I was thinking more along the lines that he had unbalanced phases on all or some of the separate panels and they all ended up on the same service phase. You may be able to just rebalance each panel or roll the phases on a couple to fix this. I would start with a survey using my clamp to see what was going on.


----------



## chris kennedy (Mar 6, 2013)

princeofpen said:
			
		

> 2  Sub service is 7 disconnects (I know the 6 rule but moving on) of 400A each


The 2500A is the service disco so the 6 rule doesn't apply down stream.



> 3  An unbalanced load is drawn that does not open any of the 400A disconnects but ends up opening the 2500A main in another building.

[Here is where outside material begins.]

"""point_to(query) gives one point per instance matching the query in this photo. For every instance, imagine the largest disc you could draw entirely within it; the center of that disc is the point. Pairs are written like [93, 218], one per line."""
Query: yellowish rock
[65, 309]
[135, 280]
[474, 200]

How are you sure this is what happened? Most likely a situation as Dennis mentioned occured. A 3Ø breaker that size will come with one if not several trip adjustments. These breakers are shipped from the factory on their lowest settings. A line to line fault of short duration will easily open an improperly adjusted 2500A main before any HACR rated branch circuit or feeder breaker.


----------



## princeofpen (Mar 7, 2013)

chris kennedy said:
			
		

> The 2500A is the service disco so the 6 rule doesn't apply down stream.6 rule does apply in that the 2500A overcurrent is 100yds away in another building.  Reason I stated the distance is not knowing if distance from 7 breaker sub to main mattered or not.  The problem of tripping the main seems to come with either a large draw of current from time to time or once with a short on a 30A circuit.


----------



## steveray (Mar 7, 2013)

Are you thinking about 230.3? One building not supplied through another? But I still do not belive that the 6 rule applies to your situation...I do not believe there is anything that says you need a service disconnect at each stucture, just for each service...and if there is only one service, UR good to go....



			
				princeofpen said:
			
		

> chris kennedy said:
> 
> 
> 
> > The 2500A is the service disco so the 6 rule doesn't apply down stream.6 rule does apply in that the 2500A overcurrent is 100yds away in another building.  Reason I stated the distance is not knowing if distance from 7 breaker sub to main mattered or not.  The problem of tripping the main seems to come with either a large draw of current from time to time or once with a short on a 30A circuit.


Hunh....quotes are coming out wierd....


----------